2. What Makes Sammy Run?
By Budd Schulberg
Random House, 1941
Sammy Glick, the hustling newsboy who rises with alarming speed to run a Hollywood studio, became a byword for crassness, for insincerity and—often anti-Semitically—for the Jewish dominion at the studios. But in the hands of Budd Schulberg (whose father, B.P. Schulberg, had run Paramount Pictures when Budd was young), Sammy is also a repudiation of Horatio Alger’s plucky heroes and a corrective to Jay Gatsby; he demonstrates the brazen ambition it actually takes to achieve the American dream. The narrator, a former newspaper colleague of Sammy’s turned screenwriter who has watched his rise with appalled wonderment, asks him: “How does it feel? How does it feel to have everything?” Schulberg writes: “He began to smile. It became a smirk, a leer. ‘It makes me feel kinda . . .’ And then it came blurting out of nowhere—’patriotic.’ ”
3. Lucky Jim
By Kingsley Amis
The laugh-out-loudest of all novels. Jim Dixon is a lazy, boozy junior lecturer whose sole ambition is to save his post at a provincial British university. But he can’t resist sneak attacks on the neurotics and colossal bores who beset him. He’s a master of guerrilla tactics, from elaborate telephone impersonations to making faces—his “Edith Sitwell face,” or his “Chinese mandarin’s face”—when his nemeses aren’t looking. His achievement consists of remaining stubbornly against what everyone else is stupidly for. When at the end Jim improbably lands a wonderful job in London and secures Christine, the girl of his dreams, “he thought what a pity it was that all his faces were designed to express rage or loathing.” His celebratory plans are limited to drinking: “He would start with an octuple whiskey.”
4. Bang the Drum Slowly
By Mark Harris
Mark Harris wrote “Bang the Drum Slowly” in less than two months, but it’s a jewel—a brisk, poignant, vernacular account of the 1955 season of the fictional New York Mammoths baseball team, narrated by their star pitcher, the free-spirited southpaw Henry “Author” Wiggen.
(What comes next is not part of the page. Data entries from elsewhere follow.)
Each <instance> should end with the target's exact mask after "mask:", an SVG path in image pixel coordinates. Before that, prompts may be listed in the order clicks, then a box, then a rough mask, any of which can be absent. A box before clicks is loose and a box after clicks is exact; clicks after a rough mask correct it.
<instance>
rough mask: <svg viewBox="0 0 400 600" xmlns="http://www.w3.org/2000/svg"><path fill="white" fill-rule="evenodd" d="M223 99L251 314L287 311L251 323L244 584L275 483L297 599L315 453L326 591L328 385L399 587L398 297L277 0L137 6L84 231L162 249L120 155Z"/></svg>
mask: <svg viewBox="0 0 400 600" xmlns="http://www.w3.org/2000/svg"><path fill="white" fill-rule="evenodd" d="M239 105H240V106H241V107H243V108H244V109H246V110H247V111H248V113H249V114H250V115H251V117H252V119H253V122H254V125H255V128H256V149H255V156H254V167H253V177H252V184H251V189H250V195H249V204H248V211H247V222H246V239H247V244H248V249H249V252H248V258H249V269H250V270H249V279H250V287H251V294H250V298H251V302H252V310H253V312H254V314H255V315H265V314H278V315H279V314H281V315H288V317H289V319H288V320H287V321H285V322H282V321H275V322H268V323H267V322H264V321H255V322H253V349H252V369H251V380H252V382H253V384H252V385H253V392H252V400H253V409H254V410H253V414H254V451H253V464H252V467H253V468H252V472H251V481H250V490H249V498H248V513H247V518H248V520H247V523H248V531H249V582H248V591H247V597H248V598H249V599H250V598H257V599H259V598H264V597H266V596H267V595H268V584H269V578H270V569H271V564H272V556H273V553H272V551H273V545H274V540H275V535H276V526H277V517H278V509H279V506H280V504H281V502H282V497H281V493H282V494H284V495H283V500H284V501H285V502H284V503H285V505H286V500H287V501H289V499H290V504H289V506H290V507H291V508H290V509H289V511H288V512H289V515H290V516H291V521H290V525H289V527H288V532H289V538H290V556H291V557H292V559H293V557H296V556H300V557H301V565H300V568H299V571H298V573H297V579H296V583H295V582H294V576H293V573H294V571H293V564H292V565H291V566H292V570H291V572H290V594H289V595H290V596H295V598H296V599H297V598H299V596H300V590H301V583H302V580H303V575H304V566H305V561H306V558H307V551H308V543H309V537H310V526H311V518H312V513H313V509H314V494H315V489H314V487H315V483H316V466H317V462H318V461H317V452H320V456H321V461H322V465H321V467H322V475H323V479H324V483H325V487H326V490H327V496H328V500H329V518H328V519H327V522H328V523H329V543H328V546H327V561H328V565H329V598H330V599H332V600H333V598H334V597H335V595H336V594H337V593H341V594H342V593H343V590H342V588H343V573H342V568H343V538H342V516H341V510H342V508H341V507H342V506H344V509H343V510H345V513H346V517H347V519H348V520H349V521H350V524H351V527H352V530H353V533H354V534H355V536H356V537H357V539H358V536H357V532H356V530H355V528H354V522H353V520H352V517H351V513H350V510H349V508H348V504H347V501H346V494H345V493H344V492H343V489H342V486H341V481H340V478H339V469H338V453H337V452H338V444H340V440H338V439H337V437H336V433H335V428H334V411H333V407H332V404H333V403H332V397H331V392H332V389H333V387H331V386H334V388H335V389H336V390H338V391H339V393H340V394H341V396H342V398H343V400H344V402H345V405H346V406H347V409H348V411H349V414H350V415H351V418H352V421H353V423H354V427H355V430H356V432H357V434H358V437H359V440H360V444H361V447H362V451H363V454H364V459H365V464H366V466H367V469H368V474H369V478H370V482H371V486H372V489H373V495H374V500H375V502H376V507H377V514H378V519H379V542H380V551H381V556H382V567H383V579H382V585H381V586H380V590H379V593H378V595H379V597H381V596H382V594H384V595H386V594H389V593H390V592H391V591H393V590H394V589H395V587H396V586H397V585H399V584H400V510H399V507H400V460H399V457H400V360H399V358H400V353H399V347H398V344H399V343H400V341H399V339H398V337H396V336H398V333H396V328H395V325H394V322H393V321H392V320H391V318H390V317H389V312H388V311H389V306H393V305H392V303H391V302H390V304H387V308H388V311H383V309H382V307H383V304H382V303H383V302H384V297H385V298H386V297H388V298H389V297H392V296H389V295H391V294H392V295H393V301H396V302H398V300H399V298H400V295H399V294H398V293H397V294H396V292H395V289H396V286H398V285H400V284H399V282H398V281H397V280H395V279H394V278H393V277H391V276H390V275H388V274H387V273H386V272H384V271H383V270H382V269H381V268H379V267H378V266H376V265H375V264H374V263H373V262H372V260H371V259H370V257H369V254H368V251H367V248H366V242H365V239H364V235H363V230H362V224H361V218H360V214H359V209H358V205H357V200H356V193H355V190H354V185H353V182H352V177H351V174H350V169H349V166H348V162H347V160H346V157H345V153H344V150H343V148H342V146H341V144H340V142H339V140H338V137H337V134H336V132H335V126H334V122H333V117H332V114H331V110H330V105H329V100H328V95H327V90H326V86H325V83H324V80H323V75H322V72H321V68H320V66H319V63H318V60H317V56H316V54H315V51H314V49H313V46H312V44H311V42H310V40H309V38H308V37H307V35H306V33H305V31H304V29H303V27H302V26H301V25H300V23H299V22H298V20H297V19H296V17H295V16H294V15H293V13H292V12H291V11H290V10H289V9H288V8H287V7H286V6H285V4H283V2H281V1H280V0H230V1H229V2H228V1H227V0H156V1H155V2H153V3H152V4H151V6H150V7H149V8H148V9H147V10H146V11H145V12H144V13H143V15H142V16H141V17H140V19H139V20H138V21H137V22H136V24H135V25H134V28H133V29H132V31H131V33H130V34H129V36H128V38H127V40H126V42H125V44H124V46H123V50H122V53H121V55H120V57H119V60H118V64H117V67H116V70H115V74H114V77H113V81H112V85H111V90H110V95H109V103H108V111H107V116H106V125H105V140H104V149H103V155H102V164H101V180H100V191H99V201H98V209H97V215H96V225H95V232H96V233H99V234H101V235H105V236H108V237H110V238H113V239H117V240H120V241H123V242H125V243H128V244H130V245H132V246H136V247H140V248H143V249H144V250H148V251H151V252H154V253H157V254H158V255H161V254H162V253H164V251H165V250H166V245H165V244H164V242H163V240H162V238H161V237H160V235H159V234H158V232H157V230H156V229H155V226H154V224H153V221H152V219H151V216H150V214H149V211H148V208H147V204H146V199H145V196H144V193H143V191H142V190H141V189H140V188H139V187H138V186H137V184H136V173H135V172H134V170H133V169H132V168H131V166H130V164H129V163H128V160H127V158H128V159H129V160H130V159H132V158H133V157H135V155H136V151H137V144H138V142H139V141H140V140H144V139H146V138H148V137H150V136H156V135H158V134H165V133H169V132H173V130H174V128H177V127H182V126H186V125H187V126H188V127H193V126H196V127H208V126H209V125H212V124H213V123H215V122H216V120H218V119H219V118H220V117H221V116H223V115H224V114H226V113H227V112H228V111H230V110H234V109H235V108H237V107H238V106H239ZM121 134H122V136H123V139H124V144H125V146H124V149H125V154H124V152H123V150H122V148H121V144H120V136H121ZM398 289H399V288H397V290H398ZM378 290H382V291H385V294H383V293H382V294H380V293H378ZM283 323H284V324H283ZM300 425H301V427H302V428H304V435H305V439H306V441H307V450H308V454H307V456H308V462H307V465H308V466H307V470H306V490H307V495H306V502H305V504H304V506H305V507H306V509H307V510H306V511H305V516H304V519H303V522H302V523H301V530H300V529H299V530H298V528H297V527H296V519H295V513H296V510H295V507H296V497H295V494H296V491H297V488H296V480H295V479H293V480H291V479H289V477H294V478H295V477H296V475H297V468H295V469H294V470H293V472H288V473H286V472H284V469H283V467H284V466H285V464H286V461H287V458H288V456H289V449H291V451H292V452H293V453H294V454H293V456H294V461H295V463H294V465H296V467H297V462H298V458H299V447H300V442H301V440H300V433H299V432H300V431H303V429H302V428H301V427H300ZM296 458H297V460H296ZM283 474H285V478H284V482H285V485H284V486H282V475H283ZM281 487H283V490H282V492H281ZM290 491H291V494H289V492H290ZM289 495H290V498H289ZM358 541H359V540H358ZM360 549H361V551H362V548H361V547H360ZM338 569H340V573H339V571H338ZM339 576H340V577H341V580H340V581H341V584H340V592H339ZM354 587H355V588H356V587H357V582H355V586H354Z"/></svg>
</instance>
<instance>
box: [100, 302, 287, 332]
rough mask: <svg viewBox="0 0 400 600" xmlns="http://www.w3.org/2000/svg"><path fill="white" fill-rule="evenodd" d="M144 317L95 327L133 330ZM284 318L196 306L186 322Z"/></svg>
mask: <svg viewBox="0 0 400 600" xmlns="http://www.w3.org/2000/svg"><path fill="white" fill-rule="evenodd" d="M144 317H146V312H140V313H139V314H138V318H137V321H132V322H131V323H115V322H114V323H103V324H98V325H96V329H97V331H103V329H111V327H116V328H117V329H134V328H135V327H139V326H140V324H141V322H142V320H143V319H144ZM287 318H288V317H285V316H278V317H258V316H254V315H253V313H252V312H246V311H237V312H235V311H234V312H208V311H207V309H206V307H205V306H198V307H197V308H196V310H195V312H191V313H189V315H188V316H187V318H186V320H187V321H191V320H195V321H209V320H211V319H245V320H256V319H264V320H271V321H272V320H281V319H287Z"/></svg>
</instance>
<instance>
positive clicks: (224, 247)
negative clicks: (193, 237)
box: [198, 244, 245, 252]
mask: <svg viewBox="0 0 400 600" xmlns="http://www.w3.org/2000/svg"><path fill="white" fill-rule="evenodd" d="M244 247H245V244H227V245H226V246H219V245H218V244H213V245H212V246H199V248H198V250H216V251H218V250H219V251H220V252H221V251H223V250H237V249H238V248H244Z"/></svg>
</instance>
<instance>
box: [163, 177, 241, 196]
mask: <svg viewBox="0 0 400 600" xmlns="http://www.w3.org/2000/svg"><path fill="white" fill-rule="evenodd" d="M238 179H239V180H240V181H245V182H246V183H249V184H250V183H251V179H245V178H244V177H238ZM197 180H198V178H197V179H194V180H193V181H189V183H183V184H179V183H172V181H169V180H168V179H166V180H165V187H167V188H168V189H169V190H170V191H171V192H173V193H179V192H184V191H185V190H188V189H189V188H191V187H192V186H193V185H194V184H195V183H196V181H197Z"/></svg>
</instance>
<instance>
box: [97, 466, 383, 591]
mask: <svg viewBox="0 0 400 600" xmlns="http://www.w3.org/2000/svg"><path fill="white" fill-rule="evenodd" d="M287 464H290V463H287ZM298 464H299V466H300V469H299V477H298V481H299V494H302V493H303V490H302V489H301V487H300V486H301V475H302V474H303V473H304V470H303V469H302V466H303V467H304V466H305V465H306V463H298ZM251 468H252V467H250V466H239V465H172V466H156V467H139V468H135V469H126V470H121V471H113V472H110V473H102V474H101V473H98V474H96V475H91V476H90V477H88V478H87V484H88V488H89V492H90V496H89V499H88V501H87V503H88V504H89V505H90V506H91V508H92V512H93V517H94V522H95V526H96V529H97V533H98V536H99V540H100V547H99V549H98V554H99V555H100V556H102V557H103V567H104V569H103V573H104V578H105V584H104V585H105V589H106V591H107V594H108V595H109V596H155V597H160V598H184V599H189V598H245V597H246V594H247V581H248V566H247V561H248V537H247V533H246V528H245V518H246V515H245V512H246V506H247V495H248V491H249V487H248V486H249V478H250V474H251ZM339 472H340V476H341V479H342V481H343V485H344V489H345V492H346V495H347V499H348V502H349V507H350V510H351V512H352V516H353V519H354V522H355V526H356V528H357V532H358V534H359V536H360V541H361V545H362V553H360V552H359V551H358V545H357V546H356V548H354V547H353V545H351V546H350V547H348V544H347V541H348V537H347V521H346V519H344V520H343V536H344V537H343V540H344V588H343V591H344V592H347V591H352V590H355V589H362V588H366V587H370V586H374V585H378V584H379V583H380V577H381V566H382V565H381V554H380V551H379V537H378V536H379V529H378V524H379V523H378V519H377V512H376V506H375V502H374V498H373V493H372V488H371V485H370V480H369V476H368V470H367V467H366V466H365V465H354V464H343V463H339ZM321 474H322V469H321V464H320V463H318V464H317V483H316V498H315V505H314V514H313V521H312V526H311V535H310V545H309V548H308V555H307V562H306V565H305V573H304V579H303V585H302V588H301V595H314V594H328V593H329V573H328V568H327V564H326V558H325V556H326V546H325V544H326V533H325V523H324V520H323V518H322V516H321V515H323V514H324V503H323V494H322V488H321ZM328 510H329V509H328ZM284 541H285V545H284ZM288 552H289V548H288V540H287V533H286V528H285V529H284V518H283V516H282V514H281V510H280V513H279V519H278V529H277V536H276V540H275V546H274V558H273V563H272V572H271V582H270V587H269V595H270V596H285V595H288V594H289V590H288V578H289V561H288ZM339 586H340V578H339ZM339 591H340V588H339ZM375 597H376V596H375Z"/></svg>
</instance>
Author will lead the league in wins, but the limelight no longer motivates him because his dim, underachieving roommate and backup catcher, Bruce Pearson, is dying of Hodgkin’s disease. Harris is remarkably subtle in his treatment of how Author labors to stop his teammates from teasing Bruce without betraying his friend’s confidence about his illness. After the secret leaks, the chastened Mammoths turn their focus from winning to cheering up Bruce, without ever letting on that they know. When Bruce begins to shine, playing inspired baseball in his final days, Author explains: “He has more friends. He never had any before.”
5. True Grit
By Charles Portis
Simon & Schuster, 1968
“True Grit” calls to mind Cormac McCarthy’s sanguinary meditations on the border, but Charles Portis details the savagery of the 1870s frontier through an astonishing narrative voice: that of the 14-year-old Mattie Ross, a flinty, skeptical, Bible-thumping scourge. Mattie hires a federal marshal and rides into the Oklahoma territory to find the coward who shot her father, and her outrage brings order to the wilderness—an order predicated on the deaths of half a dozen outlaws, some of them guilty of rather little. The book is dryly hilarious yet gradually mournful, for Mattie is recalling these events years later, as a well-to-do but cranky spinster. Her readers know how much she had to offer, but no suitor ever saw it. For Mattie—and, Portis suggests, for the country—once the West was won, the rest was afterglow.
Mr. Friend is the author of “Cheerful Money: Me, My Family, and the Last Days of Wasp Splendor,” just published in paperback.